The result has been a windfall for many players, but also a chaotic market that lacked the rules, unions and minimum salaries that govern professional sports’ labor markets. In this semi-underground free-agent market, college athletes had little sense of their actual value.

In recent weeks, the N.C.A.A. has also shown some signs that it is seeking to rein in collectives.

The N.C.A.A.’s president, Charlie Baker, has proposed that schools be allowed to enter directly into N.I.L. agreements with athletes — a step that could diminish the impact of collectives and could be codified by the association later this year. A top N.C.A.A. committee proposed other rules this month that would tighten regulation, including requiring athletes to report any deals over $600 and forcing schools to further disassociate themselves from boosters who are found to have been involved in wrongdoing.
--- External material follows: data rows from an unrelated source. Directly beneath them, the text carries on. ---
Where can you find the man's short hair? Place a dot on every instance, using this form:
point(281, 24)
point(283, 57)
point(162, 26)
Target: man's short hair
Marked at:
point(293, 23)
The N.C.A.A.’s enforcement wing fined Florida State University after a football coach there brought a potential transfer student to meet with a collective. And it is investigating the University of Florida, where a collective offered a high school quarterback $13.85 million — but then failed to pay.

The lawsuit filed on Wednesday seeks to establish a legal ruling that would allow those kinds of transactions, ushering in an era when college athletes are treated as professionals even before they go to college.